Gupshup raises $60M in equity and debt, leaves unicorn status hanging

Gupshup, a business messaging startup that began its journey in India over two decades ago and became a unicorn four years ago, has raised a new funding round exceeding $60 million. However, the company has chosen to keep its new valuation private.

In 2021, Gupshup raised two funding rounds within just four months, securing $340 million from prominent investors such as Tiger Global, Fidelity Management, Think Investments, and Malabar Investments. These rounds, which marked the startup’s first in nearly a decade, valued Gupshup at $1.4 billion. Despite this, Fidelity, which led the round following the unicorn milestone, reduced its internal valuation of the startup at least three times between 2023 and 2024, bringing it down to as low as $486 million.

The latest funding round, a combination of equity and debt financing from Globespan Capital Partners and EvolutionX Debt Capital, is intended to help the San Francisco-headquartered startup expand its footprint in several high-growth markets, including India, the Middle East, Latin America, and Africa. While the startup has not disclosed the exact debt portion, its founder and CEO Beerud Seth mentioned that the equity part accounts for “a little more than half.”

Founded in 2004, Gupshup—named after the Indian slang for “conversations”—started as a platform to help businesses connect with customers through text messages. At a time when text messages were not free, the platform gained popularity among users seeking affordable ways to communicate with friends and community groups. As communication evolved from SMS to WhatsApp and Rich Communication Services (RCS), the company pivoted to these newer platforms by offering chatbot services. With the rise of AI and AI agents—software capable of performing specific tasks on behalf of users—Gupshup has begun enabling businesses to deploy these intelligent agents.
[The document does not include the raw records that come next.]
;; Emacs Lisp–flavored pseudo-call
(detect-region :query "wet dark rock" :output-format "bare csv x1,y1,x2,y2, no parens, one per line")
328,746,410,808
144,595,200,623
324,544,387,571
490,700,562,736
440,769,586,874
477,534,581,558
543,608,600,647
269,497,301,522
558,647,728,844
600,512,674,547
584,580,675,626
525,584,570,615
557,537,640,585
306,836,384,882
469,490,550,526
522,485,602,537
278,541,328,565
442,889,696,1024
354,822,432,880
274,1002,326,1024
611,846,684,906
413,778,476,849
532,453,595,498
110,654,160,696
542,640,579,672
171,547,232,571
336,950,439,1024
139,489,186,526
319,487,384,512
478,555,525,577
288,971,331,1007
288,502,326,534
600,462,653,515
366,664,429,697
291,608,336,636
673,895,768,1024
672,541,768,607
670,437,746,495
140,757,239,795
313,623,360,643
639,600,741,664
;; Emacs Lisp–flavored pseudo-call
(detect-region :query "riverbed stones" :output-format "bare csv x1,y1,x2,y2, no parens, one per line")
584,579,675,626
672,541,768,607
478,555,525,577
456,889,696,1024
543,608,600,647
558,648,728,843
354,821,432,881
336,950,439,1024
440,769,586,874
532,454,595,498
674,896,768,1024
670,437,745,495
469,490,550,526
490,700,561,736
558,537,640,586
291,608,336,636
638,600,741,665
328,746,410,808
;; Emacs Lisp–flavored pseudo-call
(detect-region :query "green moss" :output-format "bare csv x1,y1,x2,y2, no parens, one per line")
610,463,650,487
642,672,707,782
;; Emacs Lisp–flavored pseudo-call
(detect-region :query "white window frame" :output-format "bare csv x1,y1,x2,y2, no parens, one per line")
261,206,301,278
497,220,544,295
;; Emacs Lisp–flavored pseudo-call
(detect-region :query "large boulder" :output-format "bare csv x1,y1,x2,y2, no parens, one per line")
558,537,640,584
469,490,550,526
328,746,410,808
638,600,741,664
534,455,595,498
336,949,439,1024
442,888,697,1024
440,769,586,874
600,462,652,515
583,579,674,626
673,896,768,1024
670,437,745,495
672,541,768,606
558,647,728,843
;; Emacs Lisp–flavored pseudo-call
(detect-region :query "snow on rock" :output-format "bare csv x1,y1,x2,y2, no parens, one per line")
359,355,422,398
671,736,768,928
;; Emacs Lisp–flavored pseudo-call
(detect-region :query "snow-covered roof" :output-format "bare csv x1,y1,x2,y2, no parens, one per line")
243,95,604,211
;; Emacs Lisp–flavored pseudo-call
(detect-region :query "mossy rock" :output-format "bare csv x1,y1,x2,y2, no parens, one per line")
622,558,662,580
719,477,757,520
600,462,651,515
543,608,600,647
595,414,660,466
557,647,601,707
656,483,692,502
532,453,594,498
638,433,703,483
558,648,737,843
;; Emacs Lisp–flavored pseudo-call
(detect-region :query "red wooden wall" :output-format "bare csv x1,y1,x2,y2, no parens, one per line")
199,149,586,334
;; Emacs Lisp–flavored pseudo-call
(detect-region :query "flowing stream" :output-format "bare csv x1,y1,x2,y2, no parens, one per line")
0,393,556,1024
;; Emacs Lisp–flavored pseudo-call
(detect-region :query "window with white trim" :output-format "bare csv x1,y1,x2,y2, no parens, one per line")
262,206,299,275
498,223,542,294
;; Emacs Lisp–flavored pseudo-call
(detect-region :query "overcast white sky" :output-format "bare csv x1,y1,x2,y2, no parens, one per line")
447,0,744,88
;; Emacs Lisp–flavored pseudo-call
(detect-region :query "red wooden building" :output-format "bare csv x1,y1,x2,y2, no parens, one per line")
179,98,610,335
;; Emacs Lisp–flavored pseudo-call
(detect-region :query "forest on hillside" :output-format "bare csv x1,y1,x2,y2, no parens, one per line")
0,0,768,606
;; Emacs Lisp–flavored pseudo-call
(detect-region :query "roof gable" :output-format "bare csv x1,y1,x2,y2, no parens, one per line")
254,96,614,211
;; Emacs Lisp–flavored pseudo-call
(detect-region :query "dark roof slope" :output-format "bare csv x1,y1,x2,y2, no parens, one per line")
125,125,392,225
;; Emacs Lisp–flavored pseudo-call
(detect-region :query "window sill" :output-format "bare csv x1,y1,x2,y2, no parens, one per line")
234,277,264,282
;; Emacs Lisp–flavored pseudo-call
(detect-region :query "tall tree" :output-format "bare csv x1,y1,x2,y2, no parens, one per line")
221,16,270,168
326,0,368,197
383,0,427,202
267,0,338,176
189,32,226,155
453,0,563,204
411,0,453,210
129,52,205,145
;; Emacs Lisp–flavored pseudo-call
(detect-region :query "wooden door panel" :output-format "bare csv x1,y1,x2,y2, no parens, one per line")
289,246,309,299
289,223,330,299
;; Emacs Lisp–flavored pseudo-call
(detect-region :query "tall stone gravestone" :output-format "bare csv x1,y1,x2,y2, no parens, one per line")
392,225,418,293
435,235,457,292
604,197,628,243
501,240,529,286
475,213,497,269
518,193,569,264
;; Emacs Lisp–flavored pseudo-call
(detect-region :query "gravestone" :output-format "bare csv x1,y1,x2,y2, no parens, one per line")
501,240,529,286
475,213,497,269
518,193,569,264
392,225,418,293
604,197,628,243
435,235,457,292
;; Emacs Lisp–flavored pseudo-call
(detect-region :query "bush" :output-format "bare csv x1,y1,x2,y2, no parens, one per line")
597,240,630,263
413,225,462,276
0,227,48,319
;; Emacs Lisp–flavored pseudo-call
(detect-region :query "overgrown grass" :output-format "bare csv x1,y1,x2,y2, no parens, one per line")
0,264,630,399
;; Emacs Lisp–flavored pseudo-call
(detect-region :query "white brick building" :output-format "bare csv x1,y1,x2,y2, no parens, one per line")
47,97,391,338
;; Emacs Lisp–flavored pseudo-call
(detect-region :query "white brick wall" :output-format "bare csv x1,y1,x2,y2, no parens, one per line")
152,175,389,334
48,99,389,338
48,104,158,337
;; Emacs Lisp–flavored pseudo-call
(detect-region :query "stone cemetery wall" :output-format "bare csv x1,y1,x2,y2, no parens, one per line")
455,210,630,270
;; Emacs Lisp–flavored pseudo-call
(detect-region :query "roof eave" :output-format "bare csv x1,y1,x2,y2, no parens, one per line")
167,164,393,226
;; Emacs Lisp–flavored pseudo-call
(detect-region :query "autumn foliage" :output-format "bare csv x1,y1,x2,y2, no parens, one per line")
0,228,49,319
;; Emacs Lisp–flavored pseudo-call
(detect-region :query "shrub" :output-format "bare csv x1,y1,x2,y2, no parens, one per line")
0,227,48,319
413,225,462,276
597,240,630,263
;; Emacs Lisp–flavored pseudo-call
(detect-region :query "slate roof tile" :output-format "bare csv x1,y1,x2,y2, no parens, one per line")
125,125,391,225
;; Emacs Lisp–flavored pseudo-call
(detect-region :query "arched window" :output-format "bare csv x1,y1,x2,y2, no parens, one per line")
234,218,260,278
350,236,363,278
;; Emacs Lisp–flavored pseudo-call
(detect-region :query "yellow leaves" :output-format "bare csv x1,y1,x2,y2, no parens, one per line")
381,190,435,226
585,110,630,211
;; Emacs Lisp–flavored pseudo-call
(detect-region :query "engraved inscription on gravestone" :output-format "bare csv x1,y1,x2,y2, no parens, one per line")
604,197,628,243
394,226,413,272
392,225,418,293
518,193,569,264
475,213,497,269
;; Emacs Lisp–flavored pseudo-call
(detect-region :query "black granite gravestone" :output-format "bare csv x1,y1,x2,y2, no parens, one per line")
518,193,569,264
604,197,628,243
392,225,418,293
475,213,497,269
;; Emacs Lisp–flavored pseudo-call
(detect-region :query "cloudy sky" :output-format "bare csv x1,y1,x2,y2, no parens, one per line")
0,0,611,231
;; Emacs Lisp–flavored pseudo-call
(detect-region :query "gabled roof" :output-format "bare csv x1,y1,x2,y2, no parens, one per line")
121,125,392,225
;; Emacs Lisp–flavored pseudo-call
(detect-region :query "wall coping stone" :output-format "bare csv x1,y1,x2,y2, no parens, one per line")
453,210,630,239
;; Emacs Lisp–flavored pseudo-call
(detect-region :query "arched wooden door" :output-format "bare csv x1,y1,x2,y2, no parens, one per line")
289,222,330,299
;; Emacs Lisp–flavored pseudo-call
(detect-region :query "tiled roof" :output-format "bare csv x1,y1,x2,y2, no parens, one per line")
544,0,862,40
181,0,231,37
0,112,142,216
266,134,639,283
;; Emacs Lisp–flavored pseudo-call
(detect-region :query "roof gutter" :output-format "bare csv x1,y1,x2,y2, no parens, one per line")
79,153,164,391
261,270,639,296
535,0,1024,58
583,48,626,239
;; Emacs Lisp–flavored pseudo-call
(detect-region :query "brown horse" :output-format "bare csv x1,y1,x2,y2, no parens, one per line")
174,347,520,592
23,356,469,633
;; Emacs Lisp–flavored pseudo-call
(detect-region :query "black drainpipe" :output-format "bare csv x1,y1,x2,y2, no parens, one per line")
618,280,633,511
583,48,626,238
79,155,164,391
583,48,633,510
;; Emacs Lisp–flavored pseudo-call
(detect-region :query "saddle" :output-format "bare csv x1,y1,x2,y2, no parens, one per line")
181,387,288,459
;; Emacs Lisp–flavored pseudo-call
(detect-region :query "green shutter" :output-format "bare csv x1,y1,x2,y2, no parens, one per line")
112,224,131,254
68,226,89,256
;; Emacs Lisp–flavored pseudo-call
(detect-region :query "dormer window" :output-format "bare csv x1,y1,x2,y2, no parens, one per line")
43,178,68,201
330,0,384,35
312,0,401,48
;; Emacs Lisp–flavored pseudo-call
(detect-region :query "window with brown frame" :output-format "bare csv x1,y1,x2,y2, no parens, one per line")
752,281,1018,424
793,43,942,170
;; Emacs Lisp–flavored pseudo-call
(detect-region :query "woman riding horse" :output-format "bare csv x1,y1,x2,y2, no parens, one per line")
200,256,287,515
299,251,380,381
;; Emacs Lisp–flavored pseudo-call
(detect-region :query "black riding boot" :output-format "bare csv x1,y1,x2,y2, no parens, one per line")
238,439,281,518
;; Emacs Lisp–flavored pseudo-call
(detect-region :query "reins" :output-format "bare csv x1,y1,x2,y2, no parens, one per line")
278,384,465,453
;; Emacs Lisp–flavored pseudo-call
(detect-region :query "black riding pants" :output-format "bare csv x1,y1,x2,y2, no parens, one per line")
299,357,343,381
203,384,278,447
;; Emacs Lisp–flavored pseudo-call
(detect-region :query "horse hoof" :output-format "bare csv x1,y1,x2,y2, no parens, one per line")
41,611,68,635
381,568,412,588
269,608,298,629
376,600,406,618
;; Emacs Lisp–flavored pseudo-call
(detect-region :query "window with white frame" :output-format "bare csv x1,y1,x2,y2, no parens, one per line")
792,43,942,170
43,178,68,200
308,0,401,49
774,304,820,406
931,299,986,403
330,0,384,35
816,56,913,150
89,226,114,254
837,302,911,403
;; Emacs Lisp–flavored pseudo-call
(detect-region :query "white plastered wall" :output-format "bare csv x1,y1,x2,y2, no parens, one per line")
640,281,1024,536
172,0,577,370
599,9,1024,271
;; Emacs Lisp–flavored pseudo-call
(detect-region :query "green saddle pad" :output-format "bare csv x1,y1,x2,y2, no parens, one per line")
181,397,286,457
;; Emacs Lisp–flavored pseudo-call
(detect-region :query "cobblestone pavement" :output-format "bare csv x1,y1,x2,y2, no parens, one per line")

“There’s a lot of demand coming from enterprises. Everybody needs to build these AI agents, which work through messaging like RCS and WhatsApp or through voice. So, building out these agents, there’s huge demand, and we need to support it,” Seth explained.

Globally, AI agents are gaining significant traction, drawing strong investor interest in startups developing such technologies. Major tech companies like Amazon, Google, and Microsoft are also exploring ways to bring AI agents to users through their platforms, ramping up the competition in this space.

Despite this intensifying competition, Gupshup does not view the situation as a threat. Seth attributes this confidence to the company’s substantial install base—exceeding 50,000 customers across more than 100 countries—and its strong track record of innovation fueled by years of experience in business messaging, strategic acquisitions, and internal research and development.

“Businesses cannot use simple foundation models off the shelf and just put them in front of customers. They need a lot of customization to be done, and that’s where Gupshup comes in. That’s what we provide,” he noted.

Since its last funding round in July 2021, Gupshup has tripled its revenue and grown its profitability; however, it is unclear whether this led to an increased valuation, as the latest round was not priced. “As a founder, you focus on value, and the valuation will follow,” Seth said when asked if he still considers the startup a unicorn. “We operate ourselves like we are going to be a big company.”

In addition to expanding geographically, Gupshup plans to use its fresh capital to enhance its product offerings, which serve industries including automotive, banking, e-commerce, fintech, media, payments, retail, and travel. Its product lineup also includes click-to-chat ads, an AI campaign copilot, agent assist services, and campaign management tools.

Gupshup processes over 120 billion messages annually for thousands of enterprises. Looking ahead, the company sees an initial public offering (IPO) as its next major milestone. “We’re talking to all our advisors, lawyers, bankers, accountants, and so on, to figure this out,” Seth said.

While the startup has no concrete timeline for going public, Seth mentioned that the IPO could occur within 18 to 24 months. The company is also considering listing on Indian stock exchanges—a strategic move given India’s dominance in the WhatsApp market. One advantage of listing in India is the ability to communicate its story more effectively to local retail investors, who are familiar with WhatsApp and understand how Gupshup’s products, including its AI agents, operate within the platform. However, because Gupshup is domiciled in the U.S., switching to an Indian listing would trigger tax liabilities, potentially requiring additional funding.

“The IPO is the one thing that we don’t control entirely. The calendar depends as much on external factors as it does on the company,” Seth concluded.